MECH 287 Electrical Controls and Wiring II (2.5 credits) Building on concepts covered in MECH 284, provides complex information related to the interconnection of systems and/or devices. Emphasizes terminology, tools, techniques, and troubleshooting specifically for machining and Machine Repair. Also includes future forward developments in the field and complex troubleshooting techniques.

MECH 288 Advanced Hydraulics and Pneumatics (2 credits) Expands on the introduction to the fundamentals of hydraulics and pneumatics principles provided in MACH 263. Through the use of trainers and other hands-on lab activities, instructs the learner to recognize and understand many different components used in industrial hydraulics and pneumatics.
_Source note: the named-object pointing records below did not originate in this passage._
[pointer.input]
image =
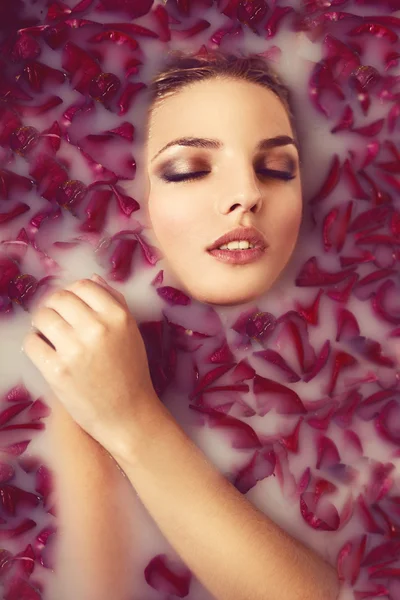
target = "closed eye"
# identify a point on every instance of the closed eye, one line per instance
(271, 173)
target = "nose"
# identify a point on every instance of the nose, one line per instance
(241, 191)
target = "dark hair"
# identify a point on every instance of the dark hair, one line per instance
(182, 68)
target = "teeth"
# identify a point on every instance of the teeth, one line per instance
(237, 245)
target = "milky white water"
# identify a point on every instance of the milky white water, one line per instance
(318, 144)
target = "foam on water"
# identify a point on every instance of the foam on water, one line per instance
(296, 63)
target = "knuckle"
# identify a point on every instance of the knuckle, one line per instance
(120, 316)
(60, 369)
(58, 296)
(81, 284)
(98, 329)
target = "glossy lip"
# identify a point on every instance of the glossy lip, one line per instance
(250, 234)
(237, 257)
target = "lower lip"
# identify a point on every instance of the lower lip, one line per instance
(238, 257)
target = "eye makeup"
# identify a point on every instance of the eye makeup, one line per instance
(274, 167)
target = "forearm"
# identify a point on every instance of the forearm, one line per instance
(234, 550)
(94, 547)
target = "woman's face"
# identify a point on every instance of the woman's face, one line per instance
(239, 182)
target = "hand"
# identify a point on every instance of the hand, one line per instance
(94, 357)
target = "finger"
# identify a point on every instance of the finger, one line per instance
(52, 326)
(95, 295)
(38, 350)
(71, 308)
(115, 293)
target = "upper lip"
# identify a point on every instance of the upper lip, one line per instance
(250, 234)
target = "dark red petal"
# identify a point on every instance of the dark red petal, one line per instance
(11, 497)
(242, 372)
(304, 481)
(261, 465)
(380, 299)
(373, 216)
(81, 66)
(118, 37)
(291, 441)
(342, 360)
(372, 151)
(25, 48)
(354, 441)
(132, 29)
(18, 210)
(388, 551)
(161, 15)
(348, 327)
(121, 260)
(126, 203)
(7, 472)
(221, 355)
(255, 325)
(274, 20)
(103, 88)
(131, 8)
(150, 253)
(387, 422)
(26, 110)
(310, 313)
(325, 518)
(346, 121)
(209, 378)
(371, 130)
(8, 271)
(376, 30)
(168, 577)
(9, 413)
(128, 96)
(320, 362)
(355, 186)
(23, 140)
(276, 359)
(38, 410)
(243, 436)
(328, 454)
(22, 289)
(322, 417)
(173, 296)
(19, 589)
(344, 414)
(38, 75)
(312, 275)
(96, 210)
(158, 279)
(125, 130)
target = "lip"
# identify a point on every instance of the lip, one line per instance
(237, 257)
(250, 234)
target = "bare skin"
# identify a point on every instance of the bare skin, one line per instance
(242, 562)
(96, 365)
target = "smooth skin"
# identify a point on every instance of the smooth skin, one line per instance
(99, 372)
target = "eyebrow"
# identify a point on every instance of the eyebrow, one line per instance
(194, 142)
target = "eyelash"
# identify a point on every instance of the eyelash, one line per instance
(178, 178)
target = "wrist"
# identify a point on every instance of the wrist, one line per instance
(136, 431)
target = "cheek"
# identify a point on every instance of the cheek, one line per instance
(170, 219)
(287, 221)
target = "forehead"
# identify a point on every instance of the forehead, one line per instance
(218, 107)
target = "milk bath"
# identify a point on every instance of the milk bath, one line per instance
(87, 252)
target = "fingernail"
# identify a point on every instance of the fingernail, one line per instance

Emphasizes complex theoretical and practical problem solving related to fluid/air power.

MECH 289 Fabrication and Rigging II (2 credits) Builds on foundational information regarding the processes of fabrication and rigging in MECH 281. Emphasizes future forward developments in the field and in technology related to the field, as well as troubleshooting.

METL 251 Metallurgy I (2 credits) Covers metallurgical theory and practice, including hardening, hardness testing, specimen preparation, and recognition and analysis of crystal structures using metallographic equipment.

METL 261 Metallurgy II (2 credits) Examines the theory and practical applications of metallurgy through involvement in class presentations and laboratory exercises, including laboratory projects that consist of a comparison of the effects of tempering on carbon-based tool steels and preparation of tensile specimens utilizing tensile testing equipment.